Seringkali terasa seperti ada sesuatu yang dalam dan universal tentang kumpulan nada yang membentuk akor atau disusun menjadi melodi yang indah. Bagi sebagian orang, musik dapat merangkak ke atas dan membangkitkan getaran yang nyata. Selama berabad-abad, musik Barat telah mengasumsikan sistem harmoni yang sangat maju dan intervalnya memanfaatkan beberapa kebenaran besar yang secara bawaan diakui oleh semua manusia; setelah semua, bahkan musik Justin Bieber didasarkan pada rasio matematika yang dijelaskan oleh Pythagoras sendiri.
Tetapi penelitian baru menunjukkan bahwa itu semua mungkin ada di kepala pendengar, Sarah Kaplan melaporkan The Washington Post . "Orang-orang cenderung berasumsi bahwa fitur-fitur musik yang hadir dalam musik Barat memiliki semacam kepentingan mendasar, beberapa dasar biologis, " Josh McDermott, seorang ahli saraf pendengaran di Massachusetts Institute of Technology yang melakukan perjalanan ke Amazon untuk mempelajari preferensi musik, mengatakan Kaplan. "Tapi hasil ini menunjukkan bukan itu masalahnya."
Sebagian besar populasi Bumi telah diperkenalkan dengan tradisi musik Barat, yang berarti orang tumbuh dengan pola nada dan idiom musik yang sama. Jadi McDermott memutuskan untuk menemukan budaya tanpa paparan musik Barat untuk melihat apakah ada preferensi biologis atau universal untuk harmoni Barat.
Menurut siaran pers, antropolog Ricardo Godoy mengundang McDermott untuk mempelajari anggota Tsimane. Masyarakat asli dari sekitar 12.000 petani dan pengumpul di Amazon Bolivia memiliki tradisi musik mereka sendiri, tetapi melibatkan menyanyikan satu baris pada satu waktu dan tidak melibatkan harmoni.
Pada 2011 dan lagi pada 2015, McDermott mengunjungi Tsimane bersama Godoy. Dia menguji 250 orang yang memainkan serangkaian not, termasuk akord konsonan dan akord disonan, mencatat preferensi mereka untuk masing-masing, Ramin Skibba melaporkan di Nature News .
Tim juga memberikan tes yang sama kepada penduduk desa berbahasa Spanyol di kota terdekat, orang-orang di ibukota Bolivia La Paz dan kelompok musisi Amerika dan non-musisi.

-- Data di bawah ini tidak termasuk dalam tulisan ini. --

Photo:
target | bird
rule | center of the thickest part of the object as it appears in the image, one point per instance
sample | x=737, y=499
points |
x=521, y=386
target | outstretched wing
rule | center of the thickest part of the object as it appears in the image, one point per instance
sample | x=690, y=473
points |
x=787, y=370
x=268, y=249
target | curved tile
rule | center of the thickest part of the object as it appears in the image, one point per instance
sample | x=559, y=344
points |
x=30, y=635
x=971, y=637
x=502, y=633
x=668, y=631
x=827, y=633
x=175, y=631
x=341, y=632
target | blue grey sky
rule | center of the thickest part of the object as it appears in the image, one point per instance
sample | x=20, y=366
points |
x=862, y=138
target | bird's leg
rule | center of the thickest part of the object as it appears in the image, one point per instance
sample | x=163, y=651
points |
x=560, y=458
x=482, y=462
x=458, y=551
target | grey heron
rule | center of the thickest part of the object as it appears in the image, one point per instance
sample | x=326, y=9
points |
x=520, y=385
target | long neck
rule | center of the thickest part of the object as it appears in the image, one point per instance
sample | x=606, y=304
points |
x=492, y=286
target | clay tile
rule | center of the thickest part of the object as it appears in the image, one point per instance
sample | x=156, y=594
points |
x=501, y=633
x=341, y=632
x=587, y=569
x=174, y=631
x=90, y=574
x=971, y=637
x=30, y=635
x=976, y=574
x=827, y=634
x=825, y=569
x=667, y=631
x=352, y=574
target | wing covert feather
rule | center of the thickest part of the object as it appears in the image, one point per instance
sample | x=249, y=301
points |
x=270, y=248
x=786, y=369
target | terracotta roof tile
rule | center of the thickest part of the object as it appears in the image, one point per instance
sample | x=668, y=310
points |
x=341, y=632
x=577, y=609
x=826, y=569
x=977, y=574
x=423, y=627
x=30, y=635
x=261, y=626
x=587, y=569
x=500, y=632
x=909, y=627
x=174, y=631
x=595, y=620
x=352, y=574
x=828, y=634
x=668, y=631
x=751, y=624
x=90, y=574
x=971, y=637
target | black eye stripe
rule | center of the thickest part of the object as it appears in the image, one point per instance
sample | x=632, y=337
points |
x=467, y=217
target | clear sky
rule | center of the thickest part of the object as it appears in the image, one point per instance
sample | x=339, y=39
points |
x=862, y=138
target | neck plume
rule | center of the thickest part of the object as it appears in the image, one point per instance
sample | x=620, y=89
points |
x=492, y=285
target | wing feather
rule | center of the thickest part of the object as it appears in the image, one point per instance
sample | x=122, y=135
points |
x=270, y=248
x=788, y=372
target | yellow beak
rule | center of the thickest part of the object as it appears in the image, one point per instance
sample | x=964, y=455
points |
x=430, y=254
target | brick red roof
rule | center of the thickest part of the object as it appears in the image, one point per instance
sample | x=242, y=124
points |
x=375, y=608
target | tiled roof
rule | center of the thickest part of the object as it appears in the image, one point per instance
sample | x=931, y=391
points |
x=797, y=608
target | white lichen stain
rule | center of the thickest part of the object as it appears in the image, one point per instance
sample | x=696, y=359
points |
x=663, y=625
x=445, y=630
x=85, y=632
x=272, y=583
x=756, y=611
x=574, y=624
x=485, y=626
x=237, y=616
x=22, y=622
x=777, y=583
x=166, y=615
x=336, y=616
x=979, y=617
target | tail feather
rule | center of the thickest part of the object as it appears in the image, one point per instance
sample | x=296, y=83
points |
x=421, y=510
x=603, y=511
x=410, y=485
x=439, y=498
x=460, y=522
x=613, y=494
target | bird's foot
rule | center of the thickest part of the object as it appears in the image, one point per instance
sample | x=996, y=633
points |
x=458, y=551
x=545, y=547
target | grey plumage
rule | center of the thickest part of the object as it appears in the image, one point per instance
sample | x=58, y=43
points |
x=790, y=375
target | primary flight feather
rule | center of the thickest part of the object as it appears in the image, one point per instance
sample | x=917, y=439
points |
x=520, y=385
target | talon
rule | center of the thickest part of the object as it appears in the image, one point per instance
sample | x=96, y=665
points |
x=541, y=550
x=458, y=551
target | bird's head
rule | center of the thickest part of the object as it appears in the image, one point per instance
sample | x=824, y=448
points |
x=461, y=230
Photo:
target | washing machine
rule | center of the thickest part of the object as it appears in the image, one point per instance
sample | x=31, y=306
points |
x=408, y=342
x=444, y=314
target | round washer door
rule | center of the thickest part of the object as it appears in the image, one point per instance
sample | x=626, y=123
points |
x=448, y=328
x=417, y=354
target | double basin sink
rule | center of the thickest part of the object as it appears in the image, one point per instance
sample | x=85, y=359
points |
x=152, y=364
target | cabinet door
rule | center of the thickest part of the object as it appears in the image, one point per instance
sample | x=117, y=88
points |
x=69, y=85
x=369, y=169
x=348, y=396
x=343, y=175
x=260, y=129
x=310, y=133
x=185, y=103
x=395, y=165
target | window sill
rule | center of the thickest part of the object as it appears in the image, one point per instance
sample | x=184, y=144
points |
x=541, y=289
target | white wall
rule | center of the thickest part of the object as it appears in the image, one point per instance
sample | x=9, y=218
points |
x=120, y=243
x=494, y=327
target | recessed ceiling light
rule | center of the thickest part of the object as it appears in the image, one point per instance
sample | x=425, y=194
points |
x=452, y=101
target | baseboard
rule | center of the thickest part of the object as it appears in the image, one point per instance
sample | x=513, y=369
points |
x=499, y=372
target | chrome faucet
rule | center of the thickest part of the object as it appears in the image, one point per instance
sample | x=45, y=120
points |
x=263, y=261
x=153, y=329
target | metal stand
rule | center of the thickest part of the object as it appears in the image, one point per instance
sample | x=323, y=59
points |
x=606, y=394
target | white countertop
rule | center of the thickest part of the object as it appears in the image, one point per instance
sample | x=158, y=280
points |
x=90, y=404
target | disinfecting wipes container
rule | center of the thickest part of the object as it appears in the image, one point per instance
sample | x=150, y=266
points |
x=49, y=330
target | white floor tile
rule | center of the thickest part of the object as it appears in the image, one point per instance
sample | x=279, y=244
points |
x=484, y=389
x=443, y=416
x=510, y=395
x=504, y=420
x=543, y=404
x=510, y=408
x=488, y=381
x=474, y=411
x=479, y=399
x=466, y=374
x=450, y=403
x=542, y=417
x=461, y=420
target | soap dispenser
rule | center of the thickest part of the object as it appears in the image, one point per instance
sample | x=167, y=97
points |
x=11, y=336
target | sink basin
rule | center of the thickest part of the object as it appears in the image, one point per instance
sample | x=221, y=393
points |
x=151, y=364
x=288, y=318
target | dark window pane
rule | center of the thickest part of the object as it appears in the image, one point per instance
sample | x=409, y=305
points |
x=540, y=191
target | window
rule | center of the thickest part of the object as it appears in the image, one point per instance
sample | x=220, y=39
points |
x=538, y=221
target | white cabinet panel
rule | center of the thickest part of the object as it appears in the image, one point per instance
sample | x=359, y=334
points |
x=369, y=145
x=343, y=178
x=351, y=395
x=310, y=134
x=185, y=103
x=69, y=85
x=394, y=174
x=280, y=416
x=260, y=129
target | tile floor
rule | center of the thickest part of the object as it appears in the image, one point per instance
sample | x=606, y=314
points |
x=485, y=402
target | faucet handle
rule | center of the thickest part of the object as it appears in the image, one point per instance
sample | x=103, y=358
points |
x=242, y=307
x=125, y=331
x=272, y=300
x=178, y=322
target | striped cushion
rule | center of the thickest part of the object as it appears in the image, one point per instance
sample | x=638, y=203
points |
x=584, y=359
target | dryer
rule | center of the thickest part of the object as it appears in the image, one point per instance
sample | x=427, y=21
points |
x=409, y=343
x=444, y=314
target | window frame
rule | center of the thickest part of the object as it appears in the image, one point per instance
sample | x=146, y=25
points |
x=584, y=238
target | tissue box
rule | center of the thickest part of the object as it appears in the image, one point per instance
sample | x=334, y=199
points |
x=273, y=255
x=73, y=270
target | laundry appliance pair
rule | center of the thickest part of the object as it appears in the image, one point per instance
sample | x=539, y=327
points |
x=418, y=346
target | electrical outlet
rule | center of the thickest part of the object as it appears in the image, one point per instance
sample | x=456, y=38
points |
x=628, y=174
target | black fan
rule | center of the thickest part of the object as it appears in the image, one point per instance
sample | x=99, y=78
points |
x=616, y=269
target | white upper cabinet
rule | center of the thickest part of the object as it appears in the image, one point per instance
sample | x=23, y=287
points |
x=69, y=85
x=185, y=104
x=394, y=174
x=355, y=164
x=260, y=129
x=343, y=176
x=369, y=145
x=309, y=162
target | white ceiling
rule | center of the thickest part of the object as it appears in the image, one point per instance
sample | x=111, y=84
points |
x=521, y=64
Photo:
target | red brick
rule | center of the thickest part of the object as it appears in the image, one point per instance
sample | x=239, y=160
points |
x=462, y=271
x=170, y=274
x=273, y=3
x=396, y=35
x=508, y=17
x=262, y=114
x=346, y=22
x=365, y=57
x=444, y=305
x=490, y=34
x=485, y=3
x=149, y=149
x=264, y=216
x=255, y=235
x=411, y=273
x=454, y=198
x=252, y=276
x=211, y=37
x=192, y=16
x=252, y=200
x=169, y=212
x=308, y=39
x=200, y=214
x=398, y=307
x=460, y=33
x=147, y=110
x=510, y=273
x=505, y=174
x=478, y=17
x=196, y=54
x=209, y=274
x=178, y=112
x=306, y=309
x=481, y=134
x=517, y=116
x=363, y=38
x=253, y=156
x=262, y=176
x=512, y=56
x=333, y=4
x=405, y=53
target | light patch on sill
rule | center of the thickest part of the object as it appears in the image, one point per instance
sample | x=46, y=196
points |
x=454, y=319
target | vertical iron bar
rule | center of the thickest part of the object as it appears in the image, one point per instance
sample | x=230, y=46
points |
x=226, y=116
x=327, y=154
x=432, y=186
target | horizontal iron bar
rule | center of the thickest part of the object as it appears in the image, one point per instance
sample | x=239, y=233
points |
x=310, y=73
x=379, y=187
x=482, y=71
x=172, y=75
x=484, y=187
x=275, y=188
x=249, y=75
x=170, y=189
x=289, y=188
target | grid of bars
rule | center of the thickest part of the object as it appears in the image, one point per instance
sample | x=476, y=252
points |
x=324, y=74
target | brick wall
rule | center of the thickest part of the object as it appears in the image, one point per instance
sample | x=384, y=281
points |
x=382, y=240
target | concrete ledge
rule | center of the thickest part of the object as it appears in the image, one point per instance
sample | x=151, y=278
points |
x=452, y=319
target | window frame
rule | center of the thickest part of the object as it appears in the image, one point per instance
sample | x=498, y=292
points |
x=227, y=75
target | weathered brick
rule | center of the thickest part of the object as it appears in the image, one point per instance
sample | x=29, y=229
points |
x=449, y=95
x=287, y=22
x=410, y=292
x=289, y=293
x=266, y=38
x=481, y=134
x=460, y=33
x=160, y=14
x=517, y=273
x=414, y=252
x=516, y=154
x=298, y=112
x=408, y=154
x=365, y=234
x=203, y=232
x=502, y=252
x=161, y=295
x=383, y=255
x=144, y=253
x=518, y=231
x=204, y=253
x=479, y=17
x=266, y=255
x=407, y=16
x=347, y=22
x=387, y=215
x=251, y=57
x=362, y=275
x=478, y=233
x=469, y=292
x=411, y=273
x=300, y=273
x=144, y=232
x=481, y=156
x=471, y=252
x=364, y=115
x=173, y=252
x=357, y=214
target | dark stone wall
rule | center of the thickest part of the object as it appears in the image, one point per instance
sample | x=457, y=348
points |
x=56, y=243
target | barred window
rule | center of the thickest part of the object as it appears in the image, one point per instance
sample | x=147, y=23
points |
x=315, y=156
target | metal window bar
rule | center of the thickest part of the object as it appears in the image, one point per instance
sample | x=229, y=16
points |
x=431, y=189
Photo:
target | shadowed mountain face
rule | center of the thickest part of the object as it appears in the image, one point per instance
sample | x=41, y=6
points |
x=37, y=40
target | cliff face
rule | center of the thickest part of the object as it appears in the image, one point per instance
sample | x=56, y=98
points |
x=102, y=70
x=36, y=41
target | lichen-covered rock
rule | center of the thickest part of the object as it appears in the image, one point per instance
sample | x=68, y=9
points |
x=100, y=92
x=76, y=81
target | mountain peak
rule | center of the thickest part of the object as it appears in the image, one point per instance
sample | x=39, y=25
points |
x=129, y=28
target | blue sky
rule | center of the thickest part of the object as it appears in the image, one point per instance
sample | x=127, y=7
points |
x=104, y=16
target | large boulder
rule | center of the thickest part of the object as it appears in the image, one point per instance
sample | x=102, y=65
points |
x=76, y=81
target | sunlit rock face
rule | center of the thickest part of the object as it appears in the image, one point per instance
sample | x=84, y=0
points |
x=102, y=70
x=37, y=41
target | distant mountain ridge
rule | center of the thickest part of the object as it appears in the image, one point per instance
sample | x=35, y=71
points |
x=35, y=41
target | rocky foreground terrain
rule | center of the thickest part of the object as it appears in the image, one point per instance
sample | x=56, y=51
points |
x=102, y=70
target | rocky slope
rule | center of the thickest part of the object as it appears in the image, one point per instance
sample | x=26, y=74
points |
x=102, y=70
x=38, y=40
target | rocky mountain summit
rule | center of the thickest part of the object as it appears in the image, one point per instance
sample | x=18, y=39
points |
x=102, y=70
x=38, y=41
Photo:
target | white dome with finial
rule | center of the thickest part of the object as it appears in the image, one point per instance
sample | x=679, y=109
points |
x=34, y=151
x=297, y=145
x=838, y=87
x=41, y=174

Sementara mereka, Tsimane dapat mengetahui perbedaan antara harmoni dan disonansi, mereka tidak mengekspresikan preferensi satu sama lain. "Apa yang kami temukan adalah preferensi untuk harmoni daripada disonansi bervariasi secara dramatis di kelima kelompok itu, " kata McDermott dalam siaran pers. “Di Tsimane tidak terdeteksi, dan dalam dua kelompok di Bolivia, ada preferensi yang signifikan secara statistik tetapi kecil. Di kelompok Amerika itu sedikit lebih besar, dan itu lebih besar di musisi daripada di nonmusicians. ”
Studi ini menyimpulkan bahwa preferensi musik berasal dari keakraban. "Daripada menjadi konsekuensi tak terhindarkan dari biologi sistem pendengaran, " tulis para peneliti dalam penelitian yang dipublikasikan di Nature, "tampaknya preferensi yang diperlihatkan oleh pendengar Barat untuk frekuensi harmonik muncul dari paparan musik Barat."
Dengan kata lain, jika seseorang tumbuh bersama Bach dan The Beatles, mereka belajar untuk mencintai skala besar. Jika mereka tumbuh dalam keluarga yang tidak mendengarkan apa pun selain komponis yang tidak harmonis seperti Arnold Schoenberg dan musik Gamelan Bali, maka, yah ... mereka mungkin perlu studi terpisah.
Ada beberapa bukti, bagaimanapun, bahwa mungkin ada beberapa dasar biologis untuk musik yang kita suka dan tidak suka. Skibba melaporkan bahwa ahli saraf Universitas McGill Robert Zatorre menunjukkan bahwa penelitian pada monyet kera menunjukkan bahwa mereka memiliki neuron di otak mereka yang merespon secara berbeda terhadap nada konsonan dan disonan, sesuatu yang mungkin terjadi di otak manusia juga. Meski begitu, ia menambahkan bahwa manusia dilahirkan dengan otak dan sistem saraf yang fleksibel, dan sangat dipengaruhi oleh lingkungan tempat mereka tumbuh.